When Perigord black truffles are in season as they are now, you don’t have to do much to make them shine. A perfect example was the next dish of egg semolina pasta glistening in a butter sauce with garlic confit and draped with truffle slices. The supple noodles were tender-chewy, and the butter sauce just rich enough — all to let the earthy-musky qualities of the truffle dominate.
A surprise additional nosh followed — a riff on Japanese chawanmushi. Only this was a dollop of cold egg custard that proved a simple yet harmonious vehicle to propel more black truffles to the forefront.
Roasted squab brought forth a rosy wedge of breast and a rich, fall-apart tender confit leg with its skin crisped up and its talon still attached. Alongside were broccoli, cauliflower, and Brussels sprouts leaves finished with fermented apple to lend a zingy taste. To enjoy with the squab were brioche rolls that were fluffy, buttery, and had just a hint of sweetness.
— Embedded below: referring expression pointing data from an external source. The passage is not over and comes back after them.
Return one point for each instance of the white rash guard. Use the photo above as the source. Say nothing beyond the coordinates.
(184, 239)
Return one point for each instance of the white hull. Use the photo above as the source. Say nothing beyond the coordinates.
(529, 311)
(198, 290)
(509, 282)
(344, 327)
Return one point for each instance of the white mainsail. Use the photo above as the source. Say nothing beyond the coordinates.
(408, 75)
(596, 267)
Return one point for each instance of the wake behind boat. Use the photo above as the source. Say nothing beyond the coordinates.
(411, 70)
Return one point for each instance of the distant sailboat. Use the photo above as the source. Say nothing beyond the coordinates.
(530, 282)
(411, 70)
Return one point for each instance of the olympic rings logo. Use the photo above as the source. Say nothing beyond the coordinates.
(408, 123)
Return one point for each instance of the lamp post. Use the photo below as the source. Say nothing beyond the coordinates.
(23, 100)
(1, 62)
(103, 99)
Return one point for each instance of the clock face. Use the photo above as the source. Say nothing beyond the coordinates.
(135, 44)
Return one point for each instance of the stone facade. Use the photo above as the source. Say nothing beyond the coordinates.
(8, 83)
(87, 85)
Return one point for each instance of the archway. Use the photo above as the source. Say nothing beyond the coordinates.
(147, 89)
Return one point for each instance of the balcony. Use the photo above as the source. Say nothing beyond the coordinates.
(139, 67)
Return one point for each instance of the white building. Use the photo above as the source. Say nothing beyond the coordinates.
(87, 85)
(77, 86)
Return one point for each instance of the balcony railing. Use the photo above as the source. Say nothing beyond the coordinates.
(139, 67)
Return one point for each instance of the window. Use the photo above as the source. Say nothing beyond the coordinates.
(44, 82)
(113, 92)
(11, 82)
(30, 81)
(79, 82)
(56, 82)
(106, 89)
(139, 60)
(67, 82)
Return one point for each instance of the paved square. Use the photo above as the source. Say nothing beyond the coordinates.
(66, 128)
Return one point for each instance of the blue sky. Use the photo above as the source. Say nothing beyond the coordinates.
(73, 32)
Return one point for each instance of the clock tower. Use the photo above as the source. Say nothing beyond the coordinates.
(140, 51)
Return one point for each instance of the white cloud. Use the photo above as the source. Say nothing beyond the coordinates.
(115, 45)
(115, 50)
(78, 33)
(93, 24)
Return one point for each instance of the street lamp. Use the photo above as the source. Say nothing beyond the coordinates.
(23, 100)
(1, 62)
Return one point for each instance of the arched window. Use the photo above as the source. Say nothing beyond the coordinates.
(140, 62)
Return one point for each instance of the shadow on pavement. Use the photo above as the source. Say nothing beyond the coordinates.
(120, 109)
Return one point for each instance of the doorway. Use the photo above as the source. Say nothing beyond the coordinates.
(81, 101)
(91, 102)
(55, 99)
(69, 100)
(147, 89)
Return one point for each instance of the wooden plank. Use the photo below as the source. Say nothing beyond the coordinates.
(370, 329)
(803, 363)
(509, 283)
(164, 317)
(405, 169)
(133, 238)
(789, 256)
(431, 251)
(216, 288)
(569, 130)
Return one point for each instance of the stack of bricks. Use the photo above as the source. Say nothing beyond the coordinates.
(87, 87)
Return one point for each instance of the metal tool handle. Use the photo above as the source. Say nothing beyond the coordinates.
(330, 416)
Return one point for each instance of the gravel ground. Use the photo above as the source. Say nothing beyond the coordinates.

The next course fully encapsulates Alter’s whimsy. A delicate porcelain coffee cup and saucer is brought to the table, along with what looks for all the world like a teeny-weeny sprinkle doughnut. It’s not time for dessert. Rather, it’s a savory course in disguise with the cup containing an intensely flavored, warm squab broth with a touch of chicory, and the doughnut actually a chocolate-glazed puff pastry filled with whipped duck liver mousse. As you sip the broth, you’ll dream about how fantastic it would be with ramen. With its juxtaposition of sweet and rich with gamey and mineral notes, the doughnut can’t help but make you smile.
Wagyu follows in the form of sous vide short rib that’s melty tender. It’s finished over binchotan, and served with black trumpet mushrooms and a buttery, nutting tasting nugget of sunchoke.
Alter then brings out an extra morsel of Wagyu, so marbled and bursting with fatty juices that it practically quivers on its plate. It’s dotted with giardiniera to add a burst of piquant and heat to cut the richness.
Ruffles of grassy tasting tete de moine cow’s milk cheese are served with seed-and-nut bread along with honey and honeycomb from Urban Bee San Francisco’s rooftop hives.
Then, it’s a wonderfully refreshing palate cleanser of mandarin sorbet and tonka bean ice cream that together are like a creamsicle. The piece de resistance is the citrusy, minty tasting shiso granita on top.
Dessert is a festive Mount Blanc, a Play-Doh-pumper spiral of creamy chestnut puree adorned with gold leaf that sits atop a foundation of chocolate cookie crumbles.
Mignardises mimic the start of the meal, but with sweet versions of those snacks in the form of chocolate mousse tarts, persimmon pastries, and chocolate-brown butter ganache bonbons that resemble the poached quail eggs. To accompany are shot glasses of fragrant vin d’orange.
Lastly, the printed menu arrives with the Nighbird wax seal, and wrapped around a box that holds a cube of tender corn cake glazed in lavender to take home.
As we walked to our car, my husband asked in disbelief, “Why doesn’t Nighbird have a Michelin star?”